Shortcuts

Base Autoregressive Model

policy

Policy

class rl4co.models.zoo.common.autoregressive.policy.AutoregressivePolicy(env_name='tsp', encoder=None, decoder=None, init_embedding=None, context_embedding=None, dynamic_embedding=None, select_start_nodes_fn=<function select_start_nodes>, embedding_dim=128, num_encoder_layers=3, num_heads=8, normalization='batch', mask_inner=True, use_graph_context=True, sdpa_fn=None, train_decode_type='sampling', val_decode_type='greedy', test_decode_type='greedy', **unused_kw)[source]

Bases: Module

Base Auto-regressive policy for NCO construction methods. The policy performs the following steps:

  1. Encode the environment initial state into node embeddings

  2. Decode (autoregressively) to construct the solution to the NCO problem

Based on the policy from Kool et al. (2019) and extended for common use on multiple models in RL4CO.

Note

We recommend to provide the decoding method as a keyword argument to the decoder during actual testing. The {phase}_decode_type arguments are only meant to be used during the main training loop. You may have a look at the evaluation scripts for examples.

Parameters:
  • env_name ([<class 'str'>, <class 'rl4co.envs.common.base.RL4COEnvBase'>]) – Name of the environment used to initialize embeddings

  • encoder (Module) – Encoder module. Can be passed by sub-classes.

  • decoder (Module) – Decoder module. Can be passed by sub-classes.

  • init_embedding (Module) – Model to use for the initial embedding. If None, use the default embedding for the environment

  • context_embedding (Module) – Model to use for the context embedding. If None, use the default embedding for the environment

  • dynamic_embedding (Module) – Model to use for the dynamic embedding. If None, use the default embedding for the environment

  • select_start_nodes_fn (Callable) – Function to select the start nodes for multi-start decoding

  • embedding_dim (int) – Dimension of the node embeddings

  • num_encoder_layers (int) – Number of layers in the encoder

  • num_heads (int) – Number of heads in the attention layers

  • normalization (str) – Normalization type in the attention layers

  • mask_inner (bool) – Whether to mask the inner diagonal in the attention layers

  • use_graph_context (bool) – Whether to use the initial graph context to modify the query

  • sdpa_fn (Optional[Callable]) – Scaled dot product function to use for the attention

  • train_decode_type (str) – Type of decoding during training

  • val_decode_type (str) – Type of decoding during validation

  • test_decode_type (str) – Type of decoding during testing

  • **unused_kw – Unused keyword arguments

Initializes internal Module state, shared by both nn.Module and ScriptModule.

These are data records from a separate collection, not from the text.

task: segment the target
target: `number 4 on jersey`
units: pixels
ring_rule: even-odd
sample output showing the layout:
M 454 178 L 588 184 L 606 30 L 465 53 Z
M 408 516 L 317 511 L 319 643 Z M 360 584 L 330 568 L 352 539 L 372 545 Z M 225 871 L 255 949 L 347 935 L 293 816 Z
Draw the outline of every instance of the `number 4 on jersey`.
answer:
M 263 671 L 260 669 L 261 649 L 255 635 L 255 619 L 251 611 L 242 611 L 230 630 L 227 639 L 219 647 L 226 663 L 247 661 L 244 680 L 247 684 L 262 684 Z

evaluate_action(td, action, env=None)[source]

Evaluate the action probability and entropy under the current policy

Parameters:
  • td (TensorDict) – TensorDict containing the current state

  • action (Tensor) – Action to evaluate

  • env (Union[str, RL4COEnvBase]) – Environment to evaluate the action in.

Return type:

Tuple[Tensor, Tensor]

forward(td, env=None, phase='train', return_actions=False, return_entropy=False, return_init_embeds=False, **decoder_kwargs)[source]

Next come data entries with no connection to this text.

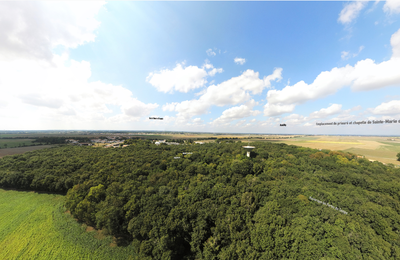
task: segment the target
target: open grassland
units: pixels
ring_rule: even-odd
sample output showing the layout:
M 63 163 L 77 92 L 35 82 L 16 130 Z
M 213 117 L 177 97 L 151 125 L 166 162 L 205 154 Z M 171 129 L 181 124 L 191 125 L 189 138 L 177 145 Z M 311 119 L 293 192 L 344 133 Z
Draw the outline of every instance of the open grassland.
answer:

Forward pass of the policy.

Parameters:
Returns:

Dictionary containing the reward, log likelihood, and optionally the actions and entropy

Return type:

out

Encoder

class rl4co.models.zoo.common.autoregressive.encoder.GraphAttentionEncoder(env_name, num_heads, embedding_dim, num_layers, normalization='batch', feed_forward_hidden=512, init_embedding=None, sdpa_fn=None)[source]

Bases: Module

Graph Attention Encoder as in Kool et al. (2019).

Parameters:
  • env_name ([<class 'str'>, <class 'rl4co.envs.common.base.RL4COEnvBase'>]) – environment name to solve

  • num_heads (int) – Number of heads for the attention

  • embedding_dim (int) – Dimension of the embeddings

  • num_layers (int) – Number of layers for the encoder

  • normalization (str) – Normalization to use for the attention

  • feed_forward_hidden (int) – Hidden dimension for the feed-forward network

  • init_embedding (Module) – Model to use for the initial embedding. If None, use the default embedding for the environment

  • sdpa_fn – Scaled dot product function to use for the attention

Initializes internal Module state, shared by both nn.Module and ScriptModule.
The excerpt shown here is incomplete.